Streetview Scraper v2: Virtually free, arbitrary size Street View images

2023-12-26

Google Maps

Hacks

Final Result

Disclaimer: This is most definitely against the Maps Platform's Terms of Service and should therefore be used at your own risk of ban or retribution. This article also doesn't address the morality of skirting the ToS in this manner. I have used this to gather a dataset for academic research purposes, which I personally think is fair game.

Demo: Example showing the client and server running, with the show-browser option used on the client.

Image 1: Comparison of the scraper v2 vs. the Streetview Static API

Features:

Basically free scraping of Street View images (0.014 USD per worker initialization).
Launch multiple workers in parallel.
Get multiple angles and different time periods for each location.
Arbitrarily sized images without watermarks.

Find the code here: https://github.com/lhovon/streetview-scraper-v2

Writeup

While writing the last post on scraping street view images, I realized that one could probably take the post's main idea further and scrape as many images as they wanted for essentially free.

Of course, I had to try it out and I can confirm that it is indeed possible with only a few changes to the scraper! I took the opportunity to cleanup some of the previous code as well.

First, instead of keeping a bunch of JS in the Selenium client, we can just define them on the web page and simply invoke them from Selenium. JS_CHANGE_LOCATION calls the new function that will update the streetview panorama for a new location, free of charge.

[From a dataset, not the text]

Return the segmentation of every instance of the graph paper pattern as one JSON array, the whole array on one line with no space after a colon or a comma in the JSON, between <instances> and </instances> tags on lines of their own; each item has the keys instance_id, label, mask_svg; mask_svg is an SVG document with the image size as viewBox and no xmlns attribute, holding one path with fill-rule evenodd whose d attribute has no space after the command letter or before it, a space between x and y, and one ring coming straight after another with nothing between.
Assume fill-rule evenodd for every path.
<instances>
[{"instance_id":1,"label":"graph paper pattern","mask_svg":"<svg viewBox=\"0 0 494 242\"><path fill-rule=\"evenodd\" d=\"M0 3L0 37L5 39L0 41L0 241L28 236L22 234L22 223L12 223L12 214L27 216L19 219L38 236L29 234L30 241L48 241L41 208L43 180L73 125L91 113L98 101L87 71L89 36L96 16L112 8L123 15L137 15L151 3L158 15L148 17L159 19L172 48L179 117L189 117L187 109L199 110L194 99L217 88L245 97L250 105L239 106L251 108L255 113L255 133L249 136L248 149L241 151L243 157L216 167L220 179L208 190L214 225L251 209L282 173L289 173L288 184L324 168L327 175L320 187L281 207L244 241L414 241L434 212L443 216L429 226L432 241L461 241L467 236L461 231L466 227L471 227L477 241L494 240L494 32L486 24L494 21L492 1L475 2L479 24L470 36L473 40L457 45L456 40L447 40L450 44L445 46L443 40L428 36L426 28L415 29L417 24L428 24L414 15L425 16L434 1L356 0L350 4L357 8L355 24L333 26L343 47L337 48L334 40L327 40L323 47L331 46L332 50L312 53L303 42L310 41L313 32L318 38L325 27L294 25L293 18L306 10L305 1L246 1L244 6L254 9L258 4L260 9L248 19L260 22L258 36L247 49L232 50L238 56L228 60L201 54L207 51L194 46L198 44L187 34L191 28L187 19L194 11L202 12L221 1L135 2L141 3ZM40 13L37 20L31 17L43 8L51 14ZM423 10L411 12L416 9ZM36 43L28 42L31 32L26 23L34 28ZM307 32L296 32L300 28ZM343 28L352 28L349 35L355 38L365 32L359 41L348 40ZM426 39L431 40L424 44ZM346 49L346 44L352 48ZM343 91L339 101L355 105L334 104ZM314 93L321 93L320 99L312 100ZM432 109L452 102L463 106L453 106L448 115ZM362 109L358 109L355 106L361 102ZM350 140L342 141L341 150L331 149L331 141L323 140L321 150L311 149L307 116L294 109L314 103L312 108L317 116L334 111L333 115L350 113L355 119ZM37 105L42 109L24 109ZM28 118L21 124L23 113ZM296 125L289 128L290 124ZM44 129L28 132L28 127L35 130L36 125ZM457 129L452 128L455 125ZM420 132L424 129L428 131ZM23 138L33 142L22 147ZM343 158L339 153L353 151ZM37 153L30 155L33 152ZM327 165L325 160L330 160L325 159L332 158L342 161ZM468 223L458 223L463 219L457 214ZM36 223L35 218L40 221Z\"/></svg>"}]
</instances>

JS_MOVE_RIGHT = "moveRight();"
JS_MOVE_LEFT = "moveLeft();"
JS_ADJUST_HEADING = "adjustHeading(%(deg)s, %(pitch)s);"
JS_RESET_CAMERA = "resetCamera(%(pitch)s);"
JS_CHANGE_ZOOM = "window.sv.setZoom(%(zoom)s);"
JS_RESET_INITIAL_POSITION = "window.sv.setPano(document.getElementById('initial-pano').innerText);"
# Change the date of streetview panos
JS_CHANGE_DATE = """
    window.sv.setPano('%(pano)s');
    document.getElementById('initial-pano').innerText = '%(pano)s';
    document.getElementById('current-date').innerText = '%(date)s';
"""
# NEW: Fetch the initial panorama for a new location and update the street view
JS_CHANGE_LOCATION = """
    changeMapPosition(%(lat)s, %(lng)s);
    document.getElementById('case-id').innerText = "%(id)s";
"""

I'll let you browse the code for the moving and heading adjustement functions, let's focus on the important stuff.

The code to chage location is very similar to the street view initialization code. We send our target location's coordinates to StreetViewService and receive the panorama ID at the location, along with the IDs of adjacent panoramas and those of other time periods. To inialize the street view, we then instantiate a StreetViewPanorama with the location's panorama ID - which is what incurs a charge.

As you may have guessed, the simple hack is to instantiate a single StreetViewPanorama that is reused for every location. We get the new location's panoramas through StreetViewService and update the street view with StreetViewPanorama.setPano() all free of charge.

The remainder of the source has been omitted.